Wien (OTS) - "Dass auch Arbeiter Entgeltfortzahlung während Einsätzen aus persönlicher Betroffenheit bekommen sollen, ist ein Schritt in die richtige Richtung", sagt AK Präsident Rudi Kaske. Derzeit haben Angestellte einen gesetzlichen Anspruch auf bezahlte Freizeit für Einsätze, Arbeiter nicht. "Diese Ungleichbehandlung muss beseitigt werden."

Auf dem Hochwassergipfel wurde die langjährige Forderung von AK und Gewerkschaften diskutiert, wonach die unverständliche und ungerechte Unterscheidung zwischen Angestellten und Arbeitern bei der Entgeltfortzahlung bei der sogenannten Dienstverhinderung aus wichtigen persönlichen Gründen endlich beseitigt werden solle. "Kein Mensch versteht, warum jemand, dessen Arbeitswerkzeug Computer und Kugelschreiber sind, für Hochwassereinsätze bezahlt dienstfrei gestellt wird, während Menschen, die auch in ihrem Beruf mit Bagger und Schaufel arbeiten, sich dafür Urlaubstage oder Zeitausgleich nehmen müssen", weist Kaske auf die gesetzliche Ungleichbehandlung hin. Hintergrund der Ungleichbehandlung ist eine historische Zufälligkeit: Die Regelung für Arbeiter stammt noch aus der Monarchie. Der Anspruch im Angestelltengesetz ist in den 20er Jahren des vergangenen Jahrhunderts, also schon in der jungen Demokratie, geschaffen worden.

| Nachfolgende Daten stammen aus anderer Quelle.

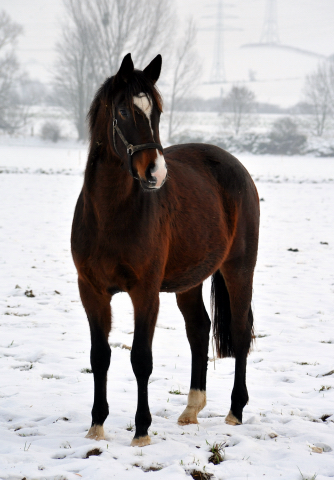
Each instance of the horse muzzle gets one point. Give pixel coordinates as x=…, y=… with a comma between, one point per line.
x=155, y=174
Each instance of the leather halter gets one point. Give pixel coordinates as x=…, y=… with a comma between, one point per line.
x=130, y=149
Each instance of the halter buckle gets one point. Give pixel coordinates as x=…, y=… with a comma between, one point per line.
x=130, y=149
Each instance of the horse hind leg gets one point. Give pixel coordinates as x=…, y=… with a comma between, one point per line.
x=98, y=311
x=198, y=325
x=233, y=324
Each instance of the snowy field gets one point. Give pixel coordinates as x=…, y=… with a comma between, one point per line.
x=46, y=389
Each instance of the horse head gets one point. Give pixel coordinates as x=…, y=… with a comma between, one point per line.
x=134, y=131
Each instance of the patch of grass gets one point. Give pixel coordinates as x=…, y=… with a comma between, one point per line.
x=324, y=388
x=198, y=475
x=329, y=373
x=218, y=453
x=66, y=445
x=307, y=478
x=94, y=452
x=325, y=417
x=152, y=468
x=29, y=293
x=175, y=392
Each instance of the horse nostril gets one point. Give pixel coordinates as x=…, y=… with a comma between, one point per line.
x=152, y=181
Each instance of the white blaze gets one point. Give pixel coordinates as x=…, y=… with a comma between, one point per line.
x=145, y=104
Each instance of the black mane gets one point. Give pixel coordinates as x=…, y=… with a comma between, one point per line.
x=112, y=86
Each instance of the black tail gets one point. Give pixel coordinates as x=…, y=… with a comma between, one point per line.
x=221, y=316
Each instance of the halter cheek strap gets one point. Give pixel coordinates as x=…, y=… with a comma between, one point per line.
x=130, y=149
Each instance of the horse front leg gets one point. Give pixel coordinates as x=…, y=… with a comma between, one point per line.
x=198, y=326
x=98, y=311
x=146, y=309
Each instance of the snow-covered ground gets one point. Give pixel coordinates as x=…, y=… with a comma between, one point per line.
x=46, y=393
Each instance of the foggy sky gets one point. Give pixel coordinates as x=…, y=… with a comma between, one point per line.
x=306, y=24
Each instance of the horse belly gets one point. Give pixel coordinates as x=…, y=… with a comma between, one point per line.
x=188, y=267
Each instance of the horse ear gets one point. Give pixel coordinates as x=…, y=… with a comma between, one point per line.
x=126, y=69
x=152, y=71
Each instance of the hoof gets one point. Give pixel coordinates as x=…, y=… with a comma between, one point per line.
x=96, y=432
x=231, y=419
x=196, y=402
x=188, y=416
x=141, y=441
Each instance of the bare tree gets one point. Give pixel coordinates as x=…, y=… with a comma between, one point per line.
x=96, y=35
x=10, y=117
x=186, y=73
x=240, y=101
x=319, y=93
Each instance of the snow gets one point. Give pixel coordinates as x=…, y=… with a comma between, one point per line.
x=46, y=393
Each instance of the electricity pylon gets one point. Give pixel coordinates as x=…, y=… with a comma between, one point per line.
x=218, y=67
x=269, y=33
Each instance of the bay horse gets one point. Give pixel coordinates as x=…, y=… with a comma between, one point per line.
x=152, y=220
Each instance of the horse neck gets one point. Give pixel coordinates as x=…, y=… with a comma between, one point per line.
x=107, y=183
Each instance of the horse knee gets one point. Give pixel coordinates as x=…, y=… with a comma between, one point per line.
x=100, y=357
x=141, y=361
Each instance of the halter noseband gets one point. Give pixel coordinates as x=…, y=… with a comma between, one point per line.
x=130, y=149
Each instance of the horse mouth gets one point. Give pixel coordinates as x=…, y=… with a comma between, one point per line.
x=150, y=185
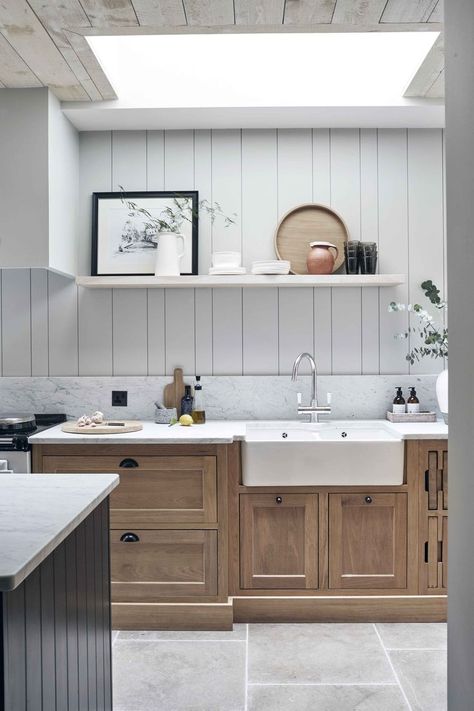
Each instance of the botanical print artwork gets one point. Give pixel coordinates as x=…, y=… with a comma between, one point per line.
x=125, y=241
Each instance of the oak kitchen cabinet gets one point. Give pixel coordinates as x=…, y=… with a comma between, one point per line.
x=279, y=541
x=168, y=529
x=367, y=541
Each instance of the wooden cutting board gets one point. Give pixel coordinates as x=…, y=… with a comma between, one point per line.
x=107, y=427
x=173, y=392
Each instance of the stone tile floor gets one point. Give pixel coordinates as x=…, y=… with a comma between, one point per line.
x=271, y=667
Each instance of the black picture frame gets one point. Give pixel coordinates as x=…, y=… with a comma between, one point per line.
x=136, y=196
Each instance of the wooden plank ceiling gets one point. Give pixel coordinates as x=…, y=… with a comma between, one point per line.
x=42, y=41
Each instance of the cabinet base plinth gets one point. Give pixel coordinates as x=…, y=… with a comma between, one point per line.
x=172, y=616
x=396, y=608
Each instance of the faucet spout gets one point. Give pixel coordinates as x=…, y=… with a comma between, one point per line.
x=313, y=410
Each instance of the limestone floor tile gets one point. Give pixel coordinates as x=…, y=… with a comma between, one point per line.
x=178, y=676
x=423, y=677
x=322, y=653
x=414, y=635
x=239, y=633
x=326, y=698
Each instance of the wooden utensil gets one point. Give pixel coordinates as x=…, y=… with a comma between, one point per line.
x=309, y=223
x=173, y=392
x=108, y=427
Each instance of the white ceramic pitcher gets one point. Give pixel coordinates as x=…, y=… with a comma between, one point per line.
x=168, y=254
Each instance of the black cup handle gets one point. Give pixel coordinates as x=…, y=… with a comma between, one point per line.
x=128, y=463
x=129, y=537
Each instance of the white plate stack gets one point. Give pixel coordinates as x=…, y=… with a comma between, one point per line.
x=271, y=266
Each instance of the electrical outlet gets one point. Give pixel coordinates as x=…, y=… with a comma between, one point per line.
x=119, y=398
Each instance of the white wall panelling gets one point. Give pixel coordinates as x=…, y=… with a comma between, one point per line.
x=387, y=185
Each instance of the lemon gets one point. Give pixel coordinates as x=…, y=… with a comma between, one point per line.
x=186, y=420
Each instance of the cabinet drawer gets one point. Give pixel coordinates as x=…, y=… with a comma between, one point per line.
x=147, y=564
x=152, y=490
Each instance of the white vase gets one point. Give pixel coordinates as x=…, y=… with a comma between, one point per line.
x=442, y=393
x=168, y=254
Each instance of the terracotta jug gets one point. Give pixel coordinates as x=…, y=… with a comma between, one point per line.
x=320, y=258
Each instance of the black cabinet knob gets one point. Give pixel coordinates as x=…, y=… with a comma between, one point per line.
x=129, y=537
x=128, y=463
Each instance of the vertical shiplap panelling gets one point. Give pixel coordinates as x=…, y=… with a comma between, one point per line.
x=95, y=306
x=155, y=160
x=259, y=219
x=227, y=191
x=179, y=337
x=393, y=244
x=260, y=331
x=227, y=342
x=203, y=184
x=179, y=303
x=129, y=306
x=39, y=322
x=95, y=175
x=63, y=331
x=203, y=297
x=203, y=336
x=155, y=180
x=95, y=331
x=369, y=233
x=16, y=322
x=323, y=296
x=425, y=220
x=295, y=187
x=345, y=199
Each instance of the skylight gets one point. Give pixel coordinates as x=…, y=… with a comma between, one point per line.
x=262, y=70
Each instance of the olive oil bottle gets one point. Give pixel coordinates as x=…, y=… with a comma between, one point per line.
x=199, y=413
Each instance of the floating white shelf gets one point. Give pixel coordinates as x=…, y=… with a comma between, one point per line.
x=246, y=280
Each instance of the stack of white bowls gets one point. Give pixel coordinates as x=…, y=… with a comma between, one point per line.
x=271, y=266
x=226, y=263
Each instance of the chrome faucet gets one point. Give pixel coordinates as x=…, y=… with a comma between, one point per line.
x=313, y=409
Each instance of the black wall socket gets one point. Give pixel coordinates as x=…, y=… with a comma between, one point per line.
x=119, y=398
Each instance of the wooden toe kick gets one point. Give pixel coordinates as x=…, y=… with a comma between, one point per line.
x=394, y=608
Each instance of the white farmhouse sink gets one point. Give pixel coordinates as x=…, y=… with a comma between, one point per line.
x=332, y=454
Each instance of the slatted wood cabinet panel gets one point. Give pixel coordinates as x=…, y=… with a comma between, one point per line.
x=279, y=541
x=433, y=515
x=149, y=564
x=152, y=490
x=368, y=541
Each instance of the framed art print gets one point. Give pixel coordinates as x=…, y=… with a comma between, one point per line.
x=124, y=241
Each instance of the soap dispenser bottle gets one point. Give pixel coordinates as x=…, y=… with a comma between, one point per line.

Konsens darüber, diese nicht mehr zu rechtfertigende Ungleichbehandlung zu beseitigen, konnte auf dem Gipfel - auch wenn sich unter anderem Sozialminister Hundstorfer und Landeshauptmann Niessl dafür aussprachen - nicht erzielt werden. Aber immerhin hielt Innenministerin Mikl-Leitner in ihrer abschließenden Zusammenfassung als Ergebnis des Gipfels fest, dass jedenfalls bei persönlicher Betroffenheit von einer Naturkatastrophe auch Arbeitern der gesetzliche Entgeltfortzahlungsanspruch zugestanden werden solle -wobei nähere Details von den Sozialpartnern auszuarbeiten seien.